Novos cursos de medicina e qualidade na formação

A Associação Brasileira das Instituições Comunitárias de Educação Superior e o Sindicato dos Estabelecimentos Particulares de Ensino do Estado do Pará, representados por Henrique Sartori, consideram que o Mais Médicos não funciona mais para a educação brasileira. Em nome da Associação Nacional dos Centros Universitários, José Machado afirmou que o programa, apesar de melhorias, mantém a desigualdade na distribuição de médicos, e a formação dos profissionais não preenche as reais necessidades do Brasil.

Pela Sociedade Brasileira de Ortopedia e Traumatologia, Luiz Carlos Sobania afirmou que não há falta de médicos, mas de qualidade dos cursos.

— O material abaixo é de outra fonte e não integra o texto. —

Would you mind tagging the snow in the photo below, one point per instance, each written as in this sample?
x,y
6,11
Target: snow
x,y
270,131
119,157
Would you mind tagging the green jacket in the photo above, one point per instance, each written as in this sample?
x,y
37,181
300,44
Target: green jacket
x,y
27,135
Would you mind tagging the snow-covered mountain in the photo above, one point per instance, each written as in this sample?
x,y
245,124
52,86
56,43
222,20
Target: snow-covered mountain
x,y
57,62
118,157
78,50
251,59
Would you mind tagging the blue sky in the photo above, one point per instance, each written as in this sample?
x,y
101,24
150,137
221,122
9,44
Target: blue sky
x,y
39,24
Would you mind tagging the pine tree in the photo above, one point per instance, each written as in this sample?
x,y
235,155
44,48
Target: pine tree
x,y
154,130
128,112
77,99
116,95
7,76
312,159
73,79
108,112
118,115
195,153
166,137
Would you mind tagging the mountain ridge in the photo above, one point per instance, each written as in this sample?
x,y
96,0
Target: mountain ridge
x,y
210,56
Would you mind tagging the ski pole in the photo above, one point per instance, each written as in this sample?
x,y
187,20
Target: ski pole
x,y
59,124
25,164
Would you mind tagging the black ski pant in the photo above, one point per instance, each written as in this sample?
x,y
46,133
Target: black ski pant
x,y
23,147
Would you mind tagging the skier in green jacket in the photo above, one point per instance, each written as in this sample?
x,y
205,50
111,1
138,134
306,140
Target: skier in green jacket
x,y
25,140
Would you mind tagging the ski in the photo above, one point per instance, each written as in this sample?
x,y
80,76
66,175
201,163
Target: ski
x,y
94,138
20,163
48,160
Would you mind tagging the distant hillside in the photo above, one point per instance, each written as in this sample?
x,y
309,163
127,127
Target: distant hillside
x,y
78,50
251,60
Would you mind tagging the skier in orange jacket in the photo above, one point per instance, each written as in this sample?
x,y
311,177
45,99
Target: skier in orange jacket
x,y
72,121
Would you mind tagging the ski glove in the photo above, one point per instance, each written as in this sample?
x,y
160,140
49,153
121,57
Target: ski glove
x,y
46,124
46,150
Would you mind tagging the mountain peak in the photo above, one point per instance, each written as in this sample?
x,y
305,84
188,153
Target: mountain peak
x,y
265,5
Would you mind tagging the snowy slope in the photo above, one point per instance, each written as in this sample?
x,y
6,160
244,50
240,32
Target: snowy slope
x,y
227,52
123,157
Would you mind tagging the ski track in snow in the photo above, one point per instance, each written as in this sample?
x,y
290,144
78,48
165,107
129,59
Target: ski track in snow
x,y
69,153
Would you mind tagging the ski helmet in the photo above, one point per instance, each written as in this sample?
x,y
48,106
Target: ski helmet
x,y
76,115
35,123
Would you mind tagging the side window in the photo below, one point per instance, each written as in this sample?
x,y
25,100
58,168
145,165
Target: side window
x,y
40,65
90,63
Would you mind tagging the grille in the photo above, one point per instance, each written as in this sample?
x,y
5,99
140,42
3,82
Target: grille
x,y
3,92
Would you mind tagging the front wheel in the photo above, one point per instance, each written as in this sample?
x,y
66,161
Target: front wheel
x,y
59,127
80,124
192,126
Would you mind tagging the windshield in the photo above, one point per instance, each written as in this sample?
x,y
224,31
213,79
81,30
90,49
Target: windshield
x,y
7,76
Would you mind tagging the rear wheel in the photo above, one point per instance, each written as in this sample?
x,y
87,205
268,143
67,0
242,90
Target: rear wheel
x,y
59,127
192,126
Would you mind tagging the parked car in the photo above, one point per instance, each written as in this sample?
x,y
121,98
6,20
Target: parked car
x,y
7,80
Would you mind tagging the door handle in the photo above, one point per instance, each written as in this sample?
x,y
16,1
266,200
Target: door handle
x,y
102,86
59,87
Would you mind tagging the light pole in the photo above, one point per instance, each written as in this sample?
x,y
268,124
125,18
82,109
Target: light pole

No mesmo sentido, ao representar o Colégio Brasileiro de Radiologia, Dante Escuissato mostrou preocupação quanto à capacitação dos profissionais, recomendando a avaliação das estruturas dos cursos e dos dos alunos. Na mesma linha, Cristina Menezes, da Sociedade Brasileira de Cirurgia Plástica, salientou que a qualidade da formação profissional é mais importante do que a quantidade de profissionais.

Livre iniciativa

Segundo a Associação Brasileira de Mantenedoras das Faculdades Isoladas e Integradas, representadas por Paulo Chanan, dizer que o MEC não tem condições de atuar e condenar todos os novos cursos realizados e, consequentemente, os profissionais já formados. Em nome da Federação Interestadual das Escolas Particulares, Diego Donoso mostrou preocupação com a possibilidade de uma restrição absoluta, pelo Estado, das atividades no setor de medicina.

Para a Confederação Nacional dos Estabelecimentos de Ensino, representada por Anna Dianin, a discussão da qualidade de ensino deve ser ampliada para outras profissões. Pelo Fórum das Entidades Representativas do Ensino Superior Particular, Bruno Coimbra defendeu o direito da livre iniciativa das instituições de ensino.

Interiorização da formação médica

Ao participarem do terceiro bloco da audiência pública, representantes de municípios defenderam o programa Mais Médicos e ressaltaram a importância da interiorização dos cursos de medicina através da formação dos profissionais em suas cidades. A secretária de Saúde de Alagoinhas (BA), Laina Lôbo, afirmou que a mão de obra médica é relevante em seu município, principalmente para as populações mais vulneráveis, como quilombolas e indígenas.

O prefeito de Jaraguá do Sul (SC), José Jair Franzner, observou que programas na área da saúde são realizados em parceria com a faculdade, a exemplo da capacitação de professores para a realização de primeiros socorros. A secretária de Saúde de Cruzeiro do Sul (AC), Valéria Lima, relatou os atendimentos itinerantes em locais de difícil acesso e avaliou que a existência de um curso de medicina em sua cidade faz com que os profissionais não precisem sair da região para se qualificar.